When the pandemic came to France, Elyaacoubi’s team began livestreaming to China, where the economy was reviving. She says shoppers in Asia tend to join livestreams to ask specific questions (what color, what size), whereas Western consumers come for a show. “Westerners, they need to be seduced,” she said.
But livestream sellers are still learning. Deborah Weinswig, founder of Coresight Research, says things can go wrong on the screen with celebrity marketers known as Key Opinion Leaders, or KOLs. “I mean, there are big mistakes that happen, right? You know, the KOLs say the wrong brand name. And it’s live, so it’s not like you’re rewinding,” Weinswig said.
So far, no dominant livestream app or website has emerged in the U.S. Facebook and Instagram are trying to be that. And Weinswig is watching QVC — an early shopping channel from the era known as television. “Hey, maybe you heard it here first, right? Holiday ‘21 should be the breakout year for livestreaming here in the U.S,” she said.
But in order to break out on the order of China’s livestreaming scene, analysts say North American consumers need to get more comfortable shopping from phones and other mobile devices, the way Chinese shoppers already are.

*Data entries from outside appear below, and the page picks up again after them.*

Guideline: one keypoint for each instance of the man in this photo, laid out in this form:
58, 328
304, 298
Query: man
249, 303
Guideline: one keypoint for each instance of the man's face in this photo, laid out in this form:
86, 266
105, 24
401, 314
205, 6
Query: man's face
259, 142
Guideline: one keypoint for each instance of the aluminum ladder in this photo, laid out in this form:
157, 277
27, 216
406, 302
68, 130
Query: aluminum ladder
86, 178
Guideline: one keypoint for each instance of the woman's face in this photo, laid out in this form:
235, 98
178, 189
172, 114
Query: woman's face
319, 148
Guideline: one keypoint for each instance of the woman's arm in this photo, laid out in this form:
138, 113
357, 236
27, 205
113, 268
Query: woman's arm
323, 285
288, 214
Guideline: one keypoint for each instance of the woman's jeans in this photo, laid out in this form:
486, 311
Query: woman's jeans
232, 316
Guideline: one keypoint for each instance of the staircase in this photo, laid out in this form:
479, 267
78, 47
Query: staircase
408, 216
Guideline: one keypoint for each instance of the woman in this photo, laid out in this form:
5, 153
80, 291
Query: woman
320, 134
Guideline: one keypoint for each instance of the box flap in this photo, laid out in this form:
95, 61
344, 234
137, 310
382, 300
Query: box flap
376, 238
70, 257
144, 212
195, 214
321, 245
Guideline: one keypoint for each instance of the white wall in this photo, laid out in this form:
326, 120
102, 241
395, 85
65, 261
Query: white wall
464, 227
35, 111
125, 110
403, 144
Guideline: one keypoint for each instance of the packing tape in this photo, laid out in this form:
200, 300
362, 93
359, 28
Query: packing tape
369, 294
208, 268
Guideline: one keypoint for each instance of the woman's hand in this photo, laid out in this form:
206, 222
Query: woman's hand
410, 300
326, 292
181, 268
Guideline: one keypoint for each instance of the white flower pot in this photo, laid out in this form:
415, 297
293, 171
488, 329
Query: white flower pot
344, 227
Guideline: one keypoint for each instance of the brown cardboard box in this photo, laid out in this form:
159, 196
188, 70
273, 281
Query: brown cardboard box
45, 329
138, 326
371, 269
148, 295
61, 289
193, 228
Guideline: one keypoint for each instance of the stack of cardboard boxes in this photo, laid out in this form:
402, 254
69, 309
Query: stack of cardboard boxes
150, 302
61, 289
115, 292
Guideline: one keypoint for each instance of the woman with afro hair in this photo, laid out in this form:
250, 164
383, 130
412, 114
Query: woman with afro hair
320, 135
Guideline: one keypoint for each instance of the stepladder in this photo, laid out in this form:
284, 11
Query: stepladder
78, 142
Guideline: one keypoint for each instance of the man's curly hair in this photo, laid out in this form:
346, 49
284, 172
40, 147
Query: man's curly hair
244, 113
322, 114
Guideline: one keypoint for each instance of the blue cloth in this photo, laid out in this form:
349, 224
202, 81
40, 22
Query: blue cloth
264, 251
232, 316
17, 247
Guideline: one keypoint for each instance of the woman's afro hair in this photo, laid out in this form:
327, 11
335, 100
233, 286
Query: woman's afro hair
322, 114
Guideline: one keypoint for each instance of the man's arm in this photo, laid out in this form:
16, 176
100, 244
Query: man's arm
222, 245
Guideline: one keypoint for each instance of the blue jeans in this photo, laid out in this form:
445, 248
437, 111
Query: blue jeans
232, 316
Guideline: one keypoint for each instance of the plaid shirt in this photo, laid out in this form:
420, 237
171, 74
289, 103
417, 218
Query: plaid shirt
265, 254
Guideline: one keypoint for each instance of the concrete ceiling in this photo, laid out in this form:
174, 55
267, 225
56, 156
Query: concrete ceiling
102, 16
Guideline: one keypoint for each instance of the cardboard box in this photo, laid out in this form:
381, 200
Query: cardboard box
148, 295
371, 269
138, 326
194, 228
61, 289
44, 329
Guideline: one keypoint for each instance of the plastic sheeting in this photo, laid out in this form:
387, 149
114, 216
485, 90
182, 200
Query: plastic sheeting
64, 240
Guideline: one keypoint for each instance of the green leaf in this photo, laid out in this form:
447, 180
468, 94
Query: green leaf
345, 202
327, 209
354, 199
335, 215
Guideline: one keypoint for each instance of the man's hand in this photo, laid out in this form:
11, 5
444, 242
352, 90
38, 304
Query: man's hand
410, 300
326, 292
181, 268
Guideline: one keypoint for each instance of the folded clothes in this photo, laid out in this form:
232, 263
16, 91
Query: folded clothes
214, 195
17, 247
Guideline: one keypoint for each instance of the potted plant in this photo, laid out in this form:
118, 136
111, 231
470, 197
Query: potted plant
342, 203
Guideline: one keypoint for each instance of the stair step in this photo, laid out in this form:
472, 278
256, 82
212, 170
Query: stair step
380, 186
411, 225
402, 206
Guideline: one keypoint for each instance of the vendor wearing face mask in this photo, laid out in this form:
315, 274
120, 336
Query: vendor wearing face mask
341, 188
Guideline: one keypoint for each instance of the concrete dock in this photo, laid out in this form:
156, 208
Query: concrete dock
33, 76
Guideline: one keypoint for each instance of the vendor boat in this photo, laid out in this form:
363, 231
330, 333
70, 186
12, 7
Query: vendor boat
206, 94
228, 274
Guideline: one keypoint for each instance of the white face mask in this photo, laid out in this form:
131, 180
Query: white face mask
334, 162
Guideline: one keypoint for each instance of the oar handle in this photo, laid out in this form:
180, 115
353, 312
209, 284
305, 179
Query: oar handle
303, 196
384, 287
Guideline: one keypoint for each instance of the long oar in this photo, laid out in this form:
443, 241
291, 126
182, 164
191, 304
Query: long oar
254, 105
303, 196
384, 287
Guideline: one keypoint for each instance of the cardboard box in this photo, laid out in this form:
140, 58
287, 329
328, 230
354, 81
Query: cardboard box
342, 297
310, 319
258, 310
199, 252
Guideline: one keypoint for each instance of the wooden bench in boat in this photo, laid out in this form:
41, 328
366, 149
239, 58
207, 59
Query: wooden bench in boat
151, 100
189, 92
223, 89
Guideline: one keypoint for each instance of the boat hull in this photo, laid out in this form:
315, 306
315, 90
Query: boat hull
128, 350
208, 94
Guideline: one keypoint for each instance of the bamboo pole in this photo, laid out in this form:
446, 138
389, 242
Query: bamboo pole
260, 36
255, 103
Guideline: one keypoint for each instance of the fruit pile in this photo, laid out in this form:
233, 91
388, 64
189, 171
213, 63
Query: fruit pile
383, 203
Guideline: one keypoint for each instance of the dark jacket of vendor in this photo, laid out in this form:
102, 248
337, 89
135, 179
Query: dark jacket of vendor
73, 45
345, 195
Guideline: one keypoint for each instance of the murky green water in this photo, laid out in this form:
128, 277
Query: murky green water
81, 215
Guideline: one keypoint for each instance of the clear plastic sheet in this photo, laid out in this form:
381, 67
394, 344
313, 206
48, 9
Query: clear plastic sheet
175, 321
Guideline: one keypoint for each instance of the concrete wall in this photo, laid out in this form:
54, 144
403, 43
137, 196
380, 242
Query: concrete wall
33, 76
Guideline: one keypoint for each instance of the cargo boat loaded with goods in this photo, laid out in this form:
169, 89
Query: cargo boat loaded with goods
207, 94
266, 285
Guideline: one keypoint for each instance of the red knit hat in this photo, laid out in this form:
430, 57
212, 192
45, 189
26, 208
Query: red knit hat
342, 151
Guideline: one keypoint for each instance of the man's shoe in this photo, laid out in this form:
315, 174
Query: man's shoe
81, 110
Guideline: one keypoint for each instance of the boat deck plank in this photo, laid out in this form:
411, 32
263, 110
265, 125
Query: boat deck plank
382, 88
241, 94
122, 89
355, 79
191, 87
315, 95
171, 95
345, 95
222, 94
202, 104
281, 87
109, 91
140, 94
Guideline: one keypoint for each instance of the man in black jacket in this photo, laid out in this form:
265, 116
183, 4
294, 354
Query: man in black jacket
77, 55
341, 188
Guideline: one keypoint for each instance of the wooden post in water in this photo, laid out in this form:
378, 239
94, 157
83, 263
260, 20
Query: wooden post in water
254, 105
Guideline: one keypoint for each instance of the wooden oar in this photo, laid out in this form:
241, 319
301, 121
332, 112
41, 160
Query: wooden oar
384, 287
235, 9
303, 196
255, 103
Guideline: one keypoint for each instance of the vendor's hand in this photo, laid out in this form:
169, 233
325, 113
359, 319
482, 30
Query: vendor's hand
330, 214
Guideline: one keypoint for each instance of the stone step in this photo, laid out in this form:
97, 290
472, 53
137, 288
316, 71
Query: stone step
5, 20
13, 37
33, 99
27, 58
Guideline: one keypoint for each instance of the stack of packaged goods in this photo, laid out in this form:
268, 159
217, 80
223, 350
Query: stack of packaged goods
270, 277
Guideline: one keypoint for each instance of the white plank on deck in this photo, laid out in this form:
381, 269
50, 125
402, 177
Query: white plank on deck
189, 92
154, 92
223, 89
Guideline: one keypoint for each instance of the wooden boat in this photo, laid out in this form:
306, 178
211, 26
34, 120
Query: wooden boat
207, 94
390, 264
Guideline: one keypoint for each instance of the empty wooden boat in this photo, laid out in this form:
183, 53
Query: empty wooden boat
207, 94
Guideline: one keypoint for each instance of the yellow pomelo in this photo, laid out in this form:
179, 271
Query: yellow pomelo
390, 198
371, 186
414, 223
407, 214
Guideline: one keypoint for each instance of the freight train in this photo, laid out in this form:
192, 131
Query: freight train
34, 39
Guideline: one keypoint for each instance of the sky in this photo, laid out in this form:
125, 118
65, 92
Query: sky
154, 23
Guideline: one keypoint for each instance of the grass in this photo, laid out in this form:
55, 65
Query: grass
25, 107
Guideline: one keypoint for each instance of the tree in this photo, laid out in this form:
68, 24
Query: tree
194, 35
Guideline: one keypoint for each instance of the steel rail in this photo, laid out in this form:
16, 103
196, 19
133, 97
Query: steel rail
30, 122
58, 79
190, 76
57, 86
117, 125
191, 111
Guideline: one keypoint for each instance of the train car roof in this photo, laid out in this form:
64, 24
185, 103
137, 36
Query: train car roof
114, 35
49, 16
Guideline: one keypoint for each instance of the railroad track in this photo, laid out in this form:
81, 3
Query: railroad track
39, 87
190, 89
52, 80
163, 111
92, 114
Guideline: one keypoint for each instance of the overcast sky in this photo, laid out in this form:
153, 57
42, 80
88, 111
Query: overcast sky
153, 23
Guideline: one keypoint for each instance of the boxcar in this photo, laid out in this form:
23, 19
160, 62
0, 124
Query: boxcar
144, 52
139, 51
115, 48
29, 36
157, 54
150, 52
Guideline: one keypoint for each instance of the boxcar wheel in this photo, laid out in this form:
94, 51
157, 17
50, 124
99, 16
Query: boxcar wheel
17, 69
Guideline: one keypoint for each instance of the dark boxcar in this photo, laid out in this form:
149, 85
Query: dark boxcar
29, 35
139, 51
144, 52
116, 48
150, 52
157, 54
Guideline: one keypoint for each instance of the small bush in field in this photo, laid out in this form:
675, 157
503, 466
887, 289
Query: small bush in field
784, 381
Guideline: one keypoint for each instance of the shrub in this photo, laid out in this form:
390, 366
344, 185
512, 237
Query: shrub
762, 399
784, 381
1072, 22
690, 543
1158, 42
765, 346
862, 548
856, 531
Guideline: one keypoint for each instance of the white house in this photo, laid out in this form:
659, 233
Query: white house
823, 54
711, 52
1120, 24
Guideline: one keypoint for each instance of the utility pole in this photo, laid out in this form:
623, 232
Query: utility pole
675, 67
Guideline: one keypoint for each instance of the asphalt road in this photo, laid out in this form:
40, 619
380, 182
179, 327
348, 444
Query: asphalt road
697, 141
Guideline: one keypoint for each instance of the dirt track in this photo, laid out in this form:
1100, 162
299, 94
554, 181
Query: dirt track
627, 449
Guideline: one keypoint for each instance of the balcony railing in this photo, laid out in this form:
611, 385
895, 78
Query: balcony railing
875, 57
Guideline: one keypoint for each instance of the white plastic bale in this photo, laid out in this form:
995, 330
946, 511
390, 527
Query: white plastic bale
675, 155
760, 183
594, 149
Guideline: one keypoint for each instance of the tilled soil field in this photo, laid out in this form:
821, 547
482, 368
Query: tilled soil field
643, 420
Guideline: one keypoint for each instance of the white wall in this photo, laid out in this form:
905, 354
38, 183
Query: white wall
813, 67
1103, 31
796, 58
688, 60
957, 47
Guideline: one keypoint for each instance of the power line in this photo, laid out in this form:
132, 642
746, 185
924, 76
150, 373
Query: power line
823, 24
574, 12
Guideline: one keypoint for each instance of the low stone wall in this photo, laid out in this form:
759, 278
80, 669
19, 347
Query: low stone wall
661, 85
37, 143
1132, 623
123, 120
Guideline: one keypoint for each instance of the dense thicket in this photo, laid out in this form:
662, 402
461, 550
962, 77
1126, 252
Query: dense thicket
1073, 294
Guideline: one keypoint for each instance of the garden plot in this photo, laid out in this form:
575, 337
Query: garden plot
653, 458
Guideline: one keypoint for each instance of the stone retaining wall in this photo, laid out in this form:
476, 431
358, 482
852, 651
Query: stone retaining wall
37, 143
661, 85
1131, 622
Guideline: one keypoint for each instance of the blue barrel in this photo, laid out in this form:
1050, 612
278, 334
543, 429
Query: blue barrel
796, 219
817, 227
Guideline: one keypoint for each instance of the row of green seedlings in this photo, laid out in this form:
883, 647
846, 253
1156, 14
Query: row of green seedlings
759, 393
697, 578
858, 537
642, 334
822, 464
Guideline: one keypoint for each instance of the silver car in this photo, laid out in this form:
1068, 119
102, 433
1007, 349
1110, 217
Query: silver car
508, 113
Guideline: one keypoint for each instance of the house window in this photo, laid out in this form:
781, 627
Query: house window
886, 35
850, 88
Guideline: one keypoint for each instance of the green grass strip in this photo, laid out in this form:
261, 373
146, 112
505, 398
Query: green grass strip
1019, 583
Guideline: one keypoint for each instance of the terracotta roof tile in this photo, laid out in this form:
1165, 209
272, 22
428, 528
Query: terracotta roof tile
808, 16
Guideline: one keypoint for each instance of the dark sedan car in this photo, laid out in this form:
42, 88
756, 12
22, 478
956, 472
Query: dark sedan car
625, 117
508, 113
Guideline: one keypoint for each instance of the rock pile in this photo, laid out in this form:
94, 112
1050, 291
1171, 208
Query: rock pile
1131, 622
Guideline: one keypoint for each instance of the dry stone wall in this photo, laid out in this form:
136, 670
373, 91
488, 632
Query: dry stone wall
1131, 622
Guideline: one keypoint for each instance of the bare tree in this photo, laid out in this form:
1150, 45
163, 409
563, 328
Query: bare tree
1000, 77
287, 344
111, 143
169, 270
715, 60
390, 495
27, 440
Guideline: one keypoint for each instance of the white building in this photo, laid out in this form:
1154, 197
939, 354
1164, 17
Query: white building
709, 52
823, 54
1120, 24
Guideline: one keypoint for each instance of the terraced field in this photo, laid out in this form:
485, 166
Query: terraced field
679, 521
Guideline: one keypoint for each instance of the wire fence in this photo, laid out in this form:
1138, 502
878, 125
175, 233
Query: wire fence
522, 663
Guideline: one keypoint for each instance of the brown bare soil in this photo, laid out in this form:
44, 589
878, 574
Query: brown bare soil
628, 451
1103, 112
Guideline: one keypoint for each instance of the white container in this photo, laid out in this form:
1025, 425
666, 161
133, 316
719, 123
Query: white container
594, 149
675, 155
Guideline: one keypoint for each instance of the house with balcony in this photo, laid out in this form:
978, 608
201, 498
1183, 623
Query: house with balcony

“They have leapfrogged us, and most people operate using mobile in Asia,” said Karen Wong, co-founder and CEO of retail consultancy TakuLabs. Meantime, live web interaction in the United States lagged. “We know how hard it was for most of us to get on Zoom at the start of the pandemic,” Wong added.
While beauty and fashion products receive much of the attention in the livestream industry, Wong said low margin industries will likely not have enough profit to try video, while other sectors have yet to migrate to online sales.
“The average pet store has 20,000 products, but they have no pictures,” she said. “If you don’t have pictures, how can you go online?”